Tuesday, March 19, 2019
'The Help' by Kathryn Stockett
Be prepared to meet three unforgettable women:
Twenty-two-year-old Skeeter has just returned home after graduating from Ole Miss. She may have a degree, but it is 1962, Mississippi, and her mother will not be happy till Skeeter has a ring on her finger. Aibileen is a black maid, a wise, regal woman raising her seventeenth white child. Something has shifted inside her after the loss of her own son, who died while his bosses looked the other way. Minny, Aibileen’s is short, fat, and perhaps the sassiest woman in Mississippi. She can cook like nobody’s business, but can’t mind her tongue, so she’s lost yet another job.
Seemingly as different from one another as can be, these women will nonetheless come together for a clandestine project that will put them all at risk. And why? Because they are suffocating within the lines that define their town and their times. And sometimes lines are made to be crossed.
I'm late on this book's bandwagon, but bought a copy from a second hand shop and finally got around to reading it. I get anxious about starting books with themes of racism. There's bound to be deep sadness, and in our current era of strict political correctness, do these stories even apply the balm of kindness we all need, or simply act as a match to a highly charged tinder box? There's no point trying to heal a deep wound by always picking at the scars. So I was nervous going in, but it turns out I needn't have been. There's a lot to love about this To Kill a Mockingbird/Upstairs Downstairs hybrid. It's all about being a good and decent person.
The story is set in Jackson, Mississippi in the early 1960's, when racial discrimination was still as ugly as ever. It seemed the only real job prospect for a coloured woman was a maid and cleaner, and there were many white women demanding their service. 'The help' would basically bring up the children of their snooty employers, who then wondered why their kids preferred the hired people. Most folk accepted the status quo, until a trio of women rocked the boat with a top secret assignment, proving that the written word can pack a powerful punch.

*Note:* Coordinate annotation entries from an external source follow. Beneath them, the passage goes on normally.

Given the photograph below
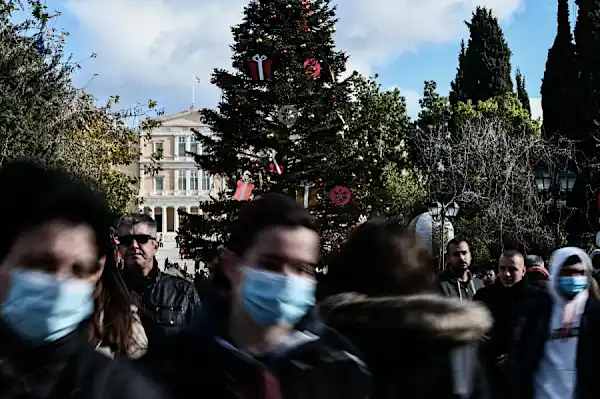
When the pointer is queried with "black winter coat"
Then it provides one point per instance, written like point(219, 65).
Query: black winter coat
point(68, 368)
point(314, 363)
point(167, 307)
point(417, 347)
point(505, 304)
point(531, 334)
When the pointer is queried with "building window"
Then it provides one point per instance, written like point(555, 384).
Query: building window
point(182, 181)
point(159, 184)
point(193, 144)
point(181, 146)
point(194, 179)
point(205, 181)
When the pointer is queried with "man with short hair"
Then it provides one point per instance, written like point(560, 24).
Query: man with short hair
point(262, 337)
point(169, 303)
point(457, 281)
point(504, 300)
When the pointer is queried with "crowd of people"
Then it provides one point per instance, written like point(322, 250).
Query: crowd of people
point(78, 321)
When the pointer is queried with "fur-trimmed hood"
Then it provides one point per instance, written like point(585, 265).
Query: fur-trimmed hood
point(402, 320)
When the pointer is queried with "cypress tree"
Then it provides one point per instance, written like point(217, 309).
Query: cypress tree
point(560, 80)
point(522, 91)
point(456, 93)
point(486, 69)
point(587, 48)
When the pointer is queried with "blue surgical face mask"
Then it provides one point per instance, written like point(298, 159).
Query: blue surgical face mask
point(272, 298)
point(570, 286)
point(41, 308)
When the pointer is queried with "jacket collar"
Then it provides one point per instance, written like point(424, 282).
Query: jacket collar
point(136, 281)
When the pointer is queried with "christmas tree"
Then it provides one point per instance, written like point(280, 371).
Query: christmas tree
point(285, 124)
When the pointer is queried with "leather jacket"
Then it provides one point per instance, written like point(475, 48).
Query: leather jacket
point(167, 304)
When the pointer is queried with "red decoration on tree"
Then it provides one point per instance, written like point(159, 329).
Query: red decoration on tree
point(312, 67)
point(340, 195)
point(276, 168)
point(260, 68)
point(243, 190)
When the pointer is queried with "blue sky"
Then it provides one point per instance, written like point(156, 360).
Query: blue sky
point(153, 48)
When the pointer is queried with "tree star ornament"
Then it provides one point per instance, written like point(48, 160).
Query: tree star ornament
point(260, 68)
point(312, 67)
point(288, 115)
point(340, 195)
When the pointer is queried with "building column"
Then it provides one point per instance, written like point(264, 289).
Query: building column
point(187, 180)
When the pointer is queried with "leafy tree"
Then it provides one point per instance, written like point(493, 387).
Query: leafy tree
point(507, 108)
point(435, 108)
point(522, 92)
point(559, 85)
point(45, 117)
point(489, 172)
point(587, 48)
point(250, 139)
point(484, 67)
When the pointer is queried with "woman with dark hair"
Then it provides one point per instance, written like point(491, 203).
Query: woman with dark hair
point(418, 344)
point(52, 253)
point(115, 328)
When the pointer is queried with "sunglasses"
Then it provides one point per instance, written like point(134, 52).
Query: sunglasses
point(139, 238)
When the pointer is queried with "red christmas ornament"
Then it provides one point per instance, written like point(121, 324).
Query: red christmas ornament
point(260, 68)
point(243, 190)
point(312, 67)
point(276, 168)
point(340, 195)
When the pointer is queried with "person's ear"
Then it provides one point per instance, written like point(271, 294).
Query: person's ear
point(94, 278)
point(229, 264)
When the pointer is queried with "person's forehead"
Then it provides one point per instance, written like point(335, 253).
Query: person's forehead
point(460, 247)
point(576, 266)
point(512, 260)
point(135, 229)
point(60, 241)
point(298, 244)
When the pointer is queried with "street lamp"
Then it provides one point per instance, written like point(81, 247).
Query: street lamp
point(566, 180)
point(543, 180)
point(555, 184)
point(443, 211)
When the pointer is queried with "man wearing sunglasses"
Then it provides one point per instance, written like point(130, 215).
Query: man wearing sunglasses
point(169, 302)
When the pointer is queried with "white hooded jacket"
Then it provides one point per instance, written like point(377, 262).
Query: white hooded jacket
point(556, 375)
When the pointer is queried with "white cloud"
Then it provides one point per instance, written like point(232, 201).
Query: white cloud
point(155, 47)
point(536, 107)
point(412, 102)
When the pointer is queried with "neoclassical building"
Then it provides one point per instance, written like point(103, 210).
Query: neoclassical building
point(180, 184)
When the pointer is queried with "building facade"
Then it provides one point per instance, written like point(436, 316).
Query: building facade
point(179, 184)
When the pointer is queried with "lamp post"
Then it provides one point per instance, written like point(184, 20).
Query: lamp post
point(443, 211)
point(554, 185)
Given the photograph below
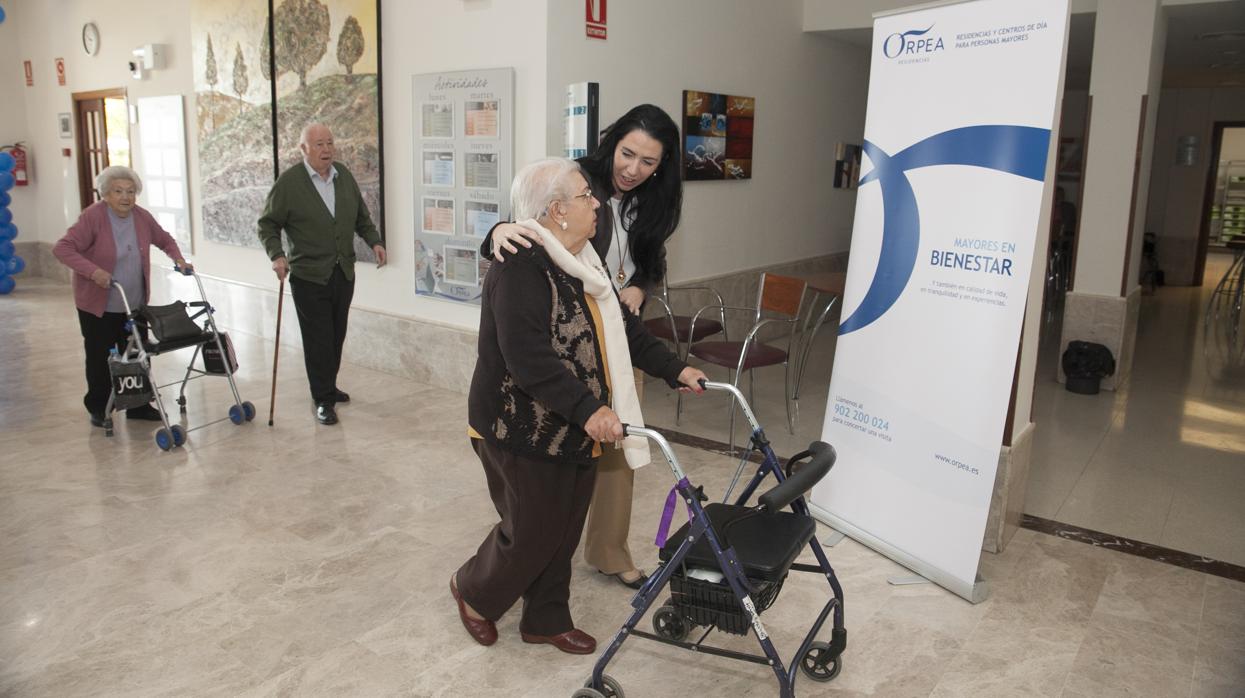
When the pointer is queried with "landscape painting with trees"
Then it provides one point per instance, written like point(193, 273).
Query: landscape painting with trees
point(326, 60)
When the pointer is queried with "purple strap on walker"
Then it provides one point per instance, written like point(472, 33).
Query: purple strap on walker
point(667, 514)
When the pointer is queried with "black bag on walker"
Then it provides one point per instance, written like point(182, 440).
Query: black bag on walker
point(131, 385)
point(212, 360)
point(169, 322)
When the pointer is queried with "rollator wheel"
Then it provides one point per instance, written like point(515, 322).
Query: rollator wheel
point(816, 666)
point(613, 688)
point(163, 439)
point(670, 625)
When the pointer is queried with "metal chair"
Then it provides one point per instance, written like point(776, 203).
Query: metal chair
point(777, 295)
point(677, 329)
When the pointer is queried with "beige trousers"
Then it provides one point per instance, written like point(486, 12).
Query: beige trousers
point(609, 519)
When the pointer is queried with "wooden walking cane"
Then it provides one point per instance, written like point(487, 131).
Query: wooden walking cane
point(277, 350)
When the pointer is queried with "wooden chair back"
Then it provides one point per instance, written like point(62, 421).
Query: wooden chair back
point(781, 294)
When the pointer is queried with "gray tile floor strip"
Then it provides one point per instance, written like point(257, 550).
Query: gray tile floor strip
point(1067, 531)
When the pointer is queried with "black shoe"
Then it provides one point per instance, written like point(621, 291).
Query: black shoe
point(325, 413)
point(145, 412)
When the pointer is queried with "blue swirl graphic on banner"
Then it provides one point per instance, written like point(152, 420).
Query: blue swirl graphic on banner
point(1014, 149)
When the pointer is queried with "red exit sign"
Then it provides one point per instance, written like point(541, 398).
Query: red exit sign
point(594, 19)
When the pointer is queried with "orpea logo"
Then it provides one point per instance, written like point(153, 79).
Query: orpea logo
point(911, 41)
point(1012, 149)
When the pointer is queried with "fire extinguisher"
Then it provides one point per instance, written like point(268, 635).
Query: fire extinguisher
point(21, 166)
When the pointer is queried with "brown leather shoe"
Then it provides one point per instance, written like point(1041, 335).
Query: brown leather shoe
point(481, 631)
point(573, 641)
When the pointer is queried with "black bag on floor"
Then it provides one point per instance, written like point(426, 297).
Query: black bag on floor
point(212, 361)
point(1086, 365)
point(131, 385)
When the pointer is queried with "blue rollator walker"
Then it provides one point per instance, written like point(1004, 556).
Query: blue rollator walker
point(728, 563)
point(173, 329)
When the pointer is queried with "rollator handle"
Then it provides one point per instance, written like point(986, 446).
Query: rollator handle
point(802, 479)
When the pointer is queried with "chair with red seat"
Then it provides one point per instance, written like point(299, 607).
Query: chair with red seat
point(676, 329)
point(783, 299)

White girl Eugenia (Skeeter) Phelan is upset when her beloved family maid Constantine is fired while she's away at college. It prompts her to consider writing a book full of interviews with coloured maids, but it's hard to find any takers for such a subversive act. Especially because coloured people are automatically suspicious when white folk are nice to them, with good reason. But eventually she gets Aibileen and Minny on board, who have been pushed far enough to realise that the time is ripe for speaking up.
These three narrators switch frequently throughout the story, and it's done so well that that when each one ends, we shake our heads moving on to the next, but are soon hooked by that thread too. It's all about cleaning and childcare of course, but has suspense and mystery. Why must Minny hide her presence from her boss's husband? What was the big surprise Constantine had in store for Skeeter, which she never discovered? Will Aibileen ever be caught when she tries to build up the confidence of Mae Mobley, the little daughter of her employers?
Skeeter becomes one of those self-sacrificial writers who are called to put everything on the line, although she never sets out to be. Her bright idea begins as nothing more than a brainwave to help further her own career prospects. Yet it soon becomes evident to her that pursuing it might mean losing everything else important to her. Such a lot is stripped away that her only reason to continue has to be belief in the cause itself. For her more than anyone else, it's very much a personal growth story.
Minny's part of the story is very cool. She's one of the most indignant and wronged people of all, but finds herself disarmed by her new employers, Celia and Johnny Foote, who don't fit into the pattern she's grown to expect from white people.
The villain of the piece is Hilly Holbrook, a young trendsetter who many other white ladies look to for cues as to how to think and behave. She's trouble on two legs; in a perfect position to use her social power for kindness, but choosing prejudice and meanness instead. Minny says that Hilly is sent by the devil to ruin lives. She's the sort of nasty girl who seems sweet on the surface, but spells disaster for anyone who crosses her. It's fun for readers to hate Hilly, and speculate who she'll push too far.
My favourite character, who provides the overall tone of kindness and love, is Aibileen. I'd love to be on her prayer list! They have a proven track record. She always writes them instead of speaking them, because a teacher once challenged her to keep reading and writing every day. Her own faith surely adds to their power, since she considers them to be like electricity that keeps things going. That's why she carefully considers whether it's worth the risk of adding any new folk, like Miss Skeeter. And Minny adds, 'We all on a party line to God, but you sitting right in his ear.' What a wonderful inspiration for all of us readers to think of prayer the same way, and that might be one of the best takeaways from the whole book.